De nanodraden waar Anthony Standing mee werkte, waren zo’n honderd nanometer in doorsnede - duizend keer dunner dan een mensenhaar. Die flinterdunne draadjes zijn uitzonderlijk goed in staat om zonlicht om te zetten in elektriciteit, vertelt de Engelsman. “Zeker als je rekening houdt met hoe weinig materiaal je ervoor nodig hebt.”
Nu is dat maar goed ook, want de halfgeleider galliumfosfide waaruit de nanodraden zijn gemaakt, is allesbehalve goedkoop. “Daarom hebben we in onze groep een methode ontwikkeld om de nanodraden los te maken van de ondergrond waarop we ze laten groeien. Zo’n flinterdun plaatje galliumfosfide van tweehonderd micrometer dik en een doorsnede van tien centimeter kost namelijk al zo’n tweehonderd euro. Die wil je graag kunnen hergebruiken.” Standing kreeg het voor elkaar om veel dunnere nanodraadjes te ‘oogsten’ dan voorheen mogelijk was.

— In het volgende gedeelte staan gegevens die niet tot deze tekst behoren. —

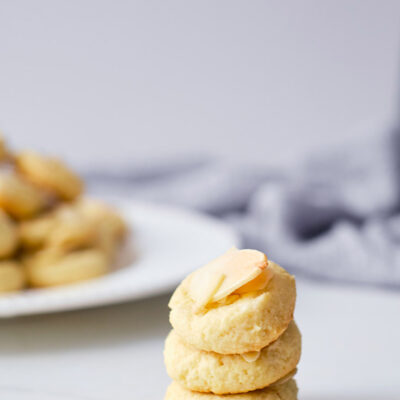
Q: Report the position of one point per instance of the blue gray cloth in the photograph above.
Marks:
(336, 217)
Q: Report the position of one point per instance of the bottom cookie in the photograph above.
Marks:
(285, 391)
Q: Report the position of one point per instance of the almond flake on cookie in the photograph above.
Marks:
(235, 272)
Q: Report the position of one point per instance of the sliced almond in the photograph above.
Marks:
(242, 267)
(251, 356)
(235, 272)
(214, 283)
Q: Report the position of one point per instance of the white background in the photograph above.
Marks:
(115, 81)
(121, 81)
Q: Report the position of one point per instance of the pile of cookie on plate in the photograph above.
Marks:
(49, 233)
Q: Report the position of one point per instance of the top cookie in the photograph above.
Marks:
(242, 322)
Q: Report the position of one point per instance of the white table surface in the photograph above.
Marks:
(351, 348)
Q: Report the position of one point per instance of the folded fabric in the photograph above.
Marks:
(337, 217)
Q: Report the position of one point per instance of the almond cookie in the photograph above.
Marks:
(34, 232)
(103, 214)
(284, 391)
(49, 173)
(203, 371)
(53, 268)
(8, 235)
(238, 303)
(12, 276)
(19, 198)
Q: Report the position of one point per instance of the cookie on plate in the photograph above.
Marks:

Toen hij begon aan zijn onderzoek, werkten de nanodraden nog lang niet zo goed als conventionele zonnepanelen. Sindsdien heeft hij de efficiëntie van de nanodraden echter weten te verduizendvoudigen, zodat ze nu zo’n tien keer beter werken dan conventionele zonnepanelen. Met zijn nanodraden vestigde hij naar eigen zeggen uiteindelijk een ‘wereldrecord’ waterstofproductie uit zonne-energie met galliumfosfide. “De efficiëntie ligt boven de tachtig procent van het theoretisch maximum”, vertelt Standing. “Dat is uitzonderlijk hoog, zeker als je in ogenschouw neemt dat je voor dit theoretisch maximum het zonnepaneel op het absolute nulpunt van -273 graden zou moeten houden. Dat is uiteraard niet realistisch.”
Eerste auteur
Bovengenoemde resultaten leidden vorige zomer zelfs tot een publicatie in Nature Communications, met Standing eervol als eerste auteur. Toch eindigt de academische carrière van Standing na zijn promotie. Hij en zijn Nederlandse vrouw, die hij in Cambridge leerde kennen en voor wie hij ooit naar Nederland kwam, hebben vorige maand een zoontje gekregen. “Mede daarom heb ik geen zin om als postdoc de wereld over te trekken.”
De Engelsman heeft hier inmiddels een baan gevonden als consultant voor een bedrijf in conventionele zonnepanelen. “Uiteraard snap ik ook hoe die panelen werken, en ik heb ervaring met het testen van zonnecellen. Dat kan bijvoorbeeld door er een spanning op te zetten en te kijken naar het licht dat ze dan uitzenden; in ‘reverse mode’ als het ware.”
Standing gelooft in een toekomst voor nanodraden, zegt hij. “Ze hebben veel voordelen, maar ik verwacht wel dat het nog zeker tien jaar zal duren voordat je ze in commerciële zonnecellen kunt aantreffen.”